What you could do though, is take this avarage place and from there calculate the distances to all points from there. You'll get some numbers from that. If you then calculate an avarage on the distance i think you'll get close to the point that you want to be.
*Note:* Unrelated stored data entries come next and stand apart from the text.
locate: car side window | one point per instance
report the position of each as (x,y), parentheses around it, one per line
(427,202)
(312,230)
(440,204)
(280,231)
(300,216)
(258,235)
Another method is to scan the 200x200 area in blocks of 20x20 (or something, maybe circles works best) and count all votes in there. The one with the most votes wins.
EDIT: Another method;
Take the distance for each vote from the avarage point. Then that is the "score" or "weight" for a certain vote. You can then see that the votes closest to the avarage are being weighted the "best". If you catch my drift.